Gartner advised the audience to invest tactically in best-of-breed vendors for mobile platforms. They listed the emerging leaders for enterprise mobile platforms as IBM, SAP, Microsoft, Citrix and Salesforce, with more players joining the ranks each quarter. With each mobile user in the workforce costing their enterprise between $200 and $300, on average, mobile computing is not a cost-saving proposition for corporations. But the advantage ensues from the dramatic productivity and innovation gains of thousands of workers connected by, and benefiting from, the integration and analytics afforded by enterprise mobile platforms.

Industries Must Take Advantage or New Platforms

In retail, companies can not only deepen loyalty with their faithful customers—who opt in to such programs by making real-time offers while they are in-store—but can also offer attractive bundled discounts to web shoppers, who may have been looking at one discrete item online, diminishing the frustration of abandoned shopping carts in the process.

In healthcare, enterprise mobility platforms are allowing secure, real-time social collaboration between physicians to increase the accuracy and speed of diagnoses. Also, Medtronics provides mobile enterprise platform services that allow doctors to monitor vital signs via sensors tied to patients’ mobile phones while they go about daily routines; physicians can see what life or work actions that trigger heart arrhythmias or dangerous spikes in blood pressure.

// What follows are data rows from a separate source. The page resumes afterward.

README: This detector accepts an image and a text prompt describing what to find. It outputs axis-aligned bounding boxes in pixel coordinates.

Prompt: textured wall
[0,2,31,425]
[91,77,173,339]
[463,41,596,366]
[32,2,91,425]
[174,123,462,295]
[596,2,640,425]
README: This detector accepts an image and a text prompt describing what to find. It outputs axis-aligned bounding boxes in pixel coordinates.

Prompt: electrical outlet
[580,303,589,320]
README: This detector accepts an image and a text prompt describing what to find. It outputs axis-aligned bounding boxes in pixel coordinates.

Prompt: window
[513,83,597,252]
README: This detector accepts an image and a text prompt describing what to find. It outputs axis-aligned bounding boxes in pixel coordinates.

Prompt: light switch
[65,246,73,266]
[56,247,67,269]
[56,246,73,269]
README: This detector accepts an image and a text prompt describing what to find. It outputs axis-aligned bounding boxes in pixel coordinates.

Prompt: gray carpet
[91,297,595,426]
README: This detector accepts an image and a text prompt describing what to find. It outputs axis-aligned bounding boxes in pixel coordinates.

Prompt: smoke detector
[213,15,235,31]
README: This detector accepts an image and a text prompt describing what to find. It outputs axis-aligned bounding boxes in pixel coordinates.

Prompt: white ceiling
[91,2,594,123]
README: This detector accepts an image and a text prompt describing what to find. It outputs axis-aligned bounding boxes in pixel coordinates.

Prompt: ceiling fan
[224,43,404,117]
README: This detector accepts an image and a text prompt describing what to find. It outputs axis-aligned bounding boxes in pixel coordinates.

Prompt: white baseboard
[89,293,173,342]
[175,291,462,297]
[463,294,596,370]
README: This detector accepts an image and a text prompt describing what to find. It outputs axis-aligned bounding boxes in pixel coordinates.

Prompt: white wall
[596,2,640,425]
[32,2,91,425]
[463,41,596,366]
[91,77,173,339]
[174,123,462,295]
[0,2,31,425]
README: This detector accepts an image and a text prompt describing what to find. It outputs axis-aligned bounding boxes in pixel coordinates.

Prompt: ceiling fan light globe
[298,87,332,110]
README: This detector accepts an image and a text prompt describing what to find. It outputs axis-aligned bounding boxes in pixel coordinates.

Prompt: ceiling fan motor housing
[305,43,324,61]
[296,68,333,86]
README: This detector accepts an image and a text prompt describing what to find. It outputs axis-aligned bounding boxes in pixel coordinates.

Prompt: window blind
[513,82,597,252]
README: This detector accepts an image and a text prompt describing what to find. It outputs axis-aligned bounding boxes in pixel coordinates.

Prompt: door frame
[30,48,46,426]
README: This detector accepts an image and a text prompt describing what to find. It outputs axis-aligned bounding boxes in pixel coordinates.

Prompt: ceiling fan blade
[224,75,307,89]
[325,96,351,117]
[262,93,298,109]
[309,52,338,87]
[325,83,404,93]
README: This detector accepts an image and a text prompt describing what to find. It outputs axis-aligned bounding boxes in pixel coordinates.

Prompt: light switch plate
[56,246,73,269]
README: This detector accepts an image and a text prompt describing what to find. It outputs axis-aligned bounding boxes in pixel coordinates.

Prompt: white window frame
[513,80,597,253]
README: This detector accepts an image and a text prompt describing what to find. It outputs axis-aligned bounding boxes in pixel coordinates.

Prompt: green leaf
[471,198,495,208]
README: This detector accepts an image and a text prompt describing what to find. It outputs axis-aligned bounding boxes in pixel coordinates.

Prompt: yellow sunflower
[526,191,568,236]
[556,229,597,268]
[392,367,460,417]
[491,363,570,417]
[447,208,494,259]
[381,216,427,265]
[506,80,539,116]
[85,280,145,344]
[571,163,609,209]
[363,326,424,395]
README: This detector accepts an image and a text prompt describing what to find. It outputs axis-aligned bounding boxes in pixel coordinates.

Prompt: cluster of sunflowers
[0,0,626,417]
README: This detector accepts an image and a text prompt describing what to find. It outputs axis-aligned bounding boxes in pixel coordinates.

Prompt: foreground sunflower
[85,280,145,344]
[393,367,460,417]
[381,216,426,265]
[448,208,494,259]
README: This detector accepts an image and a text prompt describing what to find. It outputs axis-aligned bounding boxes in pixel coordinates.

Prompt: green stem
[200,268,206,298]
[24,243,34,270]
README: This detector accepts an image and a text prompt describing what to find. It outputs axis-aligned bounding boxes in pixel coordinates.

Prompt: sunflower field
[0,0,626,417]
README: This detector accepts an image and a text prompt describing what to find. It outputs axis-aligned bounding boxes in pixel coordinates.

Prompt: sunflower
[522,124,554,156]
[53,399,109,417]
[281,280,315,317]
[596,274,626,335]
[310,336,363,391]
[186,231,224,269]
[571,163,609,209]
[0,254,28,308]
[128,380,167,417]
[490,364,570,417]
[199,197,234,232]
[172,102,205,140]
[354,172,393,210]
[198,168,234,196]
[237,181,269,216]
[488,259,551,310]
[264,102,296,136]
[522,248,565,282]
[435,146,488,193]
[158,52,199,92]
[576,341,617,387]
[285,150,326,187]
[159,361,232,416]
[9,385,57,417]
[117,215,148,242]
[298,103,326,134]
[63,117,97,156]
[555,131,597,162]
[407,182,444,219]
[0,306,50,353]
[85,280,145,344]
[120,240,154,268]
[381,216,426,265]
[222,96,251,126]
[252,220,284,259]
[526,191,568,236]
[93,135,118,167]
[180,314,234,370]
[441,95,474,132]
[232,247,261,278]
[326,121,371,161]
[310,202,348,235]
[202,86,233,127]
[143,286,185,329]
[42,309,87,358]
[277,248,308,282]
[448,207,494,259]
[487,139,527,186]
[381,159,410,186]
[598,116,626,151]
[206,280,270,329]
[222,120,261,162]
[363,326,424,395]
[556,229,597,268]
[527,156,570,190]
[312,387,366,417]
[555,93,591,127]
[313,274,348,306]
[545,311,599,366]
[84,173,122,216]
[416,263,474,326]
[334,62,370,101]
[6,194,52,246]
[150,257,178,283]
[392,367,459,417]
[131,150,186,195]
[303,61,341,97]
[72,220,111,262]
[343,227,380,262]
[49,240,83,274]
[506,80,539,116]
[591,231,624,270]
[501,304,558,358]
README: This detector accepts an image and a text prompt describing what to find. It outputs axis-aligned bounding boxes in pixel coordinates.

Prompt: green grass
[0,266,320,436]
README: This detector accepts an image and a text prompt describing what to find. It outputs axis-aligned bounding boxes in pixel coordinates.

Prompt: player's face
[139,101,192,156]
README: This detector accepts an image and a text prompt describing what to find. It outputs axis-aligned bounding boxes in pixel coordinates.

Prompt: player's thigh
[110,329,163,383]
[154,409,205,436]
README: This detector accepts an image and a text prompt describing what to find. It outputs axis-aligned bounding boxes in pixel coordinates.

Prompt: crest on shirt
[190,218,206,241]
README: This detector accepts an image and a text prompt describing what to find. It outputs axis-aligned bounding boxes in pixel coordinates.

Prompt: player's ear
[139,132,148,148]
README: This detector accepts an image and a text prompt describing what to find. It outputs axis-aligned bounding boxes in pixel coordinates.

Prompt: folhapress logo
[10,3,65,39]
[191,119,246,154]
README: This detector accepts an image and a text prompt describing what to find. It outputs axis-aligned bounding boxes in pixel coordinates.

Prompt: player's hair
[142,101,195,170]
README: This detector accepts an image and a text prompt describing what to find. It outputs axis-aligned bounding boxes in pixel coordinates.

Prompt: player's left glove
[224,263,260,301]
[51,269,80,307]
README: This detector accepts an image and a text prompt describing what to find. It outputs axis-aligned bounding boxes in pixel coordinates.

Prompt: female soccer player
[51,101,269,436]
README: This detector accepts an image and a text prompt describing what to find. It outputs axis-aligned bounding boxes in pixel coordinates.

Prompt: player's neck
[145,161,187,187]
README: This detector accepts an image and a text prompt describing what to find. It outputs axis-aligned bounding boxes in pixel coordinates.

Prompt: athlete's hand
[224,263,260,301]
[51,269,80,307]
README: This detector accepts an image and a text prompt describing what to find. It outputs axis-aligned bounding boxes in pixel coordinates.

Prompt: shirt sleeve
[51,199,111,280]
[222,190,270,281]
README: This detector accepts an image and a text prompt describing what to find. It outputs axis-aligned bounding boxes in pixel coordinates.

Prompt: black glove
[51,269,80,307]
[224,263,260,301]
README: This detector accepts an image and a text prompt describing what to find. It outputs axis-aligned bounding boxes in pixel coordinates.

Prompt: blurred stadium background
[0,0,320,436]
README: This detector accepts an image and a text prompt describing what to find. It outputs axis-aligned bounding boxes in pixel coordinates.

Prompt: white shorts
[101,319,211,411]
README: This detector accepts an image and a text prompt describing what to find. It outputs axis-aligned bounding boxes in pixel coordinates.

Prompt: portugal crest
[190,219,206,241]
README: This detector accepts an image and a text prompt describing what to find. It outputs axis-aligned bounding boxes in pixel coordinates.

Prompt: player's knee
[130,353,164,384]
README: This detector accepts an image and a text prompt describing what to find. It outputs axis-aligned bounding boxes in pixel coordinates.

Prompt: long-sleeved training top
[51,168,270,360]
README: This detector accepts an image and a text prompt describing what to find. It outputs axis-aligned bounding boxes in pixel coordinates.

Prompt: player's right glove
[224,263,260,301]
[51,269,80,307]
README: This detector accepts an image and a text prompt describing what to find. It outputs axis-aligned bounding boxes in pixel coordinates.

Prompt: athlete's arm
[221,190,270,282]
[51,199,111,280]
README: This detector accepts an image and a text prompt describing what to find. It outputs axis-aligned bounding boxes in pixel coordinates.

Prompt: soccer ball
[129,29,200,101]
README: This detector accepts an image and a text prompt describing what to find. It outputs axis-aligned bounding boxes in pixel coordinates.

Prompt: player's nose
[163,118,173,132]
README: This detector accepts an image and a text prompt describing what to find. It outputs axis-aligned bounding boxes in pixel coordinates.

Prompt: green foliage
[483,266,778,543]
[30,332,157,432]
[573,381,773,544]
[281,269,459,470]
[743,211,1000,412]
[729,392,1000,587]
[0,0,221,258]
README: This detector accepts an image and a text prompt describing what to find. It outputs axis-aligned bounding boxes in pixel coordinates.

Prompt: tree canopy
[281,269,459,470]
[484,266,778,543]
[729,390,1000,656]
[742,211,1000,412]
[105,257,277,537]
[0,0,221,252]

For consumers, there’s Uber to help you get a taxi or limo in seconds from your smartphone in cities around the world; Waze for real-time traffic delays, directions, and speed traps; and airbnb to find lodging in vacant rooms of private homes or boats, versus the standard hotel.

Gartner also notes that enterprise mobile platforms are being built into smart buildings where devices can control entire buildings, smart phones that can supplant hotel keys, and for emergency workers to see through building infrastructures to avoid fire dangers and locate occupants in danger via the equivalent of Google Glass.

However, Gartner analyst Willis noted that sporting Google Glass in a bar today will more than likely get the wearer into a bar fight. Caveat emptor.